Ayn Rand used to talk about how Kant was pure evil, how what he intended was to destroy the world with his philosophy, his anti-reality, anti-reason, anti-life stance towards existence. She obviously exaggerated. I can’t see that little fellow as evil. And, to be honest, I don’t think his philosophy is or generates evil by itself. Yes, he reversed everything with his “Copernican revolution”, but his world of phenomena still works like my world, and his world of noumena is harmless enough — it’s even the source of all freedom and might also work as a philosophical place to leave all the remaining mystery in life.

No, the real evil is not Kant. The real evil is…

Sorry, I don’t have a word to mean what I want to say. I want to say that characteristic of man so pervasive today that allows one to “see only what one wants to see”, to bend reality to make it match one’s own inclinations, to mold existence in one’s own image, like God supposedly made man. Well, I really don’t know the word I want, and that pisses me off because I want to use this word very often, especially now that I see it so clearly in people’s discourse. Especially now that I saw on page 44.

“After Kant, it seemed that we could no longer explain our powers of thought in terms of a set of natural dispositions or in terms of their fulfilling some metaphysical potentiality for their own perfection. Thinking was to be understood in terms of judging according to the normative rules that govern discursive synthesis, not in terms of any kind of natural, causal, or metaphysical relation to objects (in anything like the traditional sense). Our mentality consists in the specific way in which we take up a normative stance to experience, and without that active “taking up,” there is, quite simply, no consciousness, no mentality at all. In even the most ordinary perceptions, we find only the results of human spontaneity, expressed in self-imposed conceptual rules, combining itself with the given elements of sensory and intuitive experience, not the preordained results of a perfect order disclosing itself to us.

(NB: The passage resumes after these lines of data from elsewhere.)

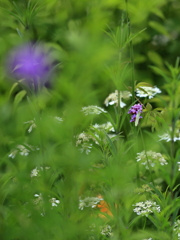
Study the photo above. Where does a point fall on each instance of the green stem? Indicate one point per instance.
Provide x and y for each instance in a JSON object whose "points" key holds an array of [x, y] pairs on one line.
{"points": [[131, 53]]}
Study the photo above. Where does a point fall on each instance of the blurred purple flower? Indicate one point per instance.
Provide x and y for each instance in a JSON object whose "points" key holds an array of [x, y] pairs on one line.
{"points": [[32, 63], [134, 111]]}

I promise to you now: I will become a Ph.D in philosophy one day, even if only so that  people may listen to me when I make my analyses of philosophical texts and philosophy in general. I know I am an ignorant fool right now, and that nothing philosophical I say can be regarded as serious, but one day I will show how people simply DON’T UNDERSTAND Kant, not because they can’t really grasp what he is saying — they have infinitely more ability to understand philosophy than I do right now — but simply because they can’t help but…. (here, I should write that word I can’t figure out, only in verb form) … when they read Kant.

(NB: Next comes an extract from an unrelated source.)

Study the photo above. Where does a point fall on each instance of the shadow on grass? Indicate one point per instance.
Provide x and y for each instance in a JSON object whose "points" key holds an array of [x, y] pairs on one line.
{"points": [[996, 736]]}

They SEE WHAT THEY WANT TO SEE!

I forced myself to read Kant’s “Critic of Pure Reason”, I really did. It hurt like hell. The way he writes, the words he conjures, the inconsistency of his meanings, the aggravating length of his paragraphs, all that contribute for a terrible experience. Yet I persevered. And I know I understood little. Now I can’t even remember much. But the little I understood and the little I remember tells me the above quote is WRONG! Just like most of what I hear about Kant and Kantianism is wrong.

Even the most ordinary perception is a result of human spontaneity? Expressed in self-imposed rules? What people want nowadays is an excuse to do what they want, to express themselves in any way, and to have their opinions (no matter how ridiculous and evil they be) respected and upheld by “communities” of like-wise nutheads. I am not talking about this author specifically, I am talking about the “average Kantian”.

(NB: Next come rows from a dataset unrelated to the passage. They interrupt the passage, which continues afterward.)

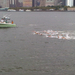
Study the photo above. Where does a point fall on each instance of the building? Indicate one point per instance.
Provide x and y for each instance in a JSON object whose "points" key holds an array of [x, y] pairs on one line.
{"points": [[33, 3], [27, 3], [74, 3], [42, 3], [50, 3], [69, 3], [4, 3]]}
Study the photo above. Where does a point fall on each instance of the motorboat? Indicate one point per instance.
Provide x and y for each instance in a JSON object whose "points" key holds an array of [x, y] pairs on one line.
{"points": [[5, 23]]}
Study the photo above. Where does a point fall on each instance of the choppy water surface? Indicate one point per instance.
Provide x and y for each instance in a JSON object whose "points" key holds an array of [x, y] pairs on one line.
{"points": [[22, 53]]}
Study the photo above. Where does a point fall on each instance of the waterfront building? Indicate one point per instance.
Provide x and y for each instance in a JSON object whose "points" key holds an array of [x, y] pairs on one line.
{"points": [[27, 3], [42, 3], [74, 3], [69, 3]]}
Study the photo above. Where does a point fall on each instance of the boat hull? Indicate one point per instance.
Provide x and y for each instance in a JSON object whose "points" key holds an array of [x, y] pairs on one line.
{"points": [[2, 25]]}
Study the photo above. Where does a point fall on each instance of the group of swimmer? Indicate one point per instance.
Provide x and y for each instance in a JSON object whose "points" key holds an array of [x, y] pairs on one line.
{"points": [[55, 34]]}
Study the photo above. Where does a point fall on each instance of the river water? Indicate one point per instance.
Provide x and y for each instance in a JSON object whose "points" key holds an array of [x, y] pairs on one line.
{"points": [[22, 53]]}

Kant said that all rational beings (be it humans or E.T.s from Andromeda) have UNIVERSAL cognitive structures that allow them to experience the world the way they do. But contemporary philosophy has distorted this up to the point of all-out personal subjectivity.

I know I can’t convince anyone of my argument. I know I don’t even have a fully-formed argument. I am tired. I have a lot to study and no motivation whatsoever. I have to make a post a day for more 267 days to fulfill my promise to myself, and I have no time.  I just wasted a long time I should be studying to write this useless post. If there is any Kantian out there reading this post and getting mad about it,  I’m sorry. If Mr. Terry Pinkard ever read this post and get mad about it, I’m sorry. This is just an ignorant fool vociferating his half-formed ideas about the world. Ignore me. Please.

But one day I’ll figure out the word I need, and then we’ll talk again.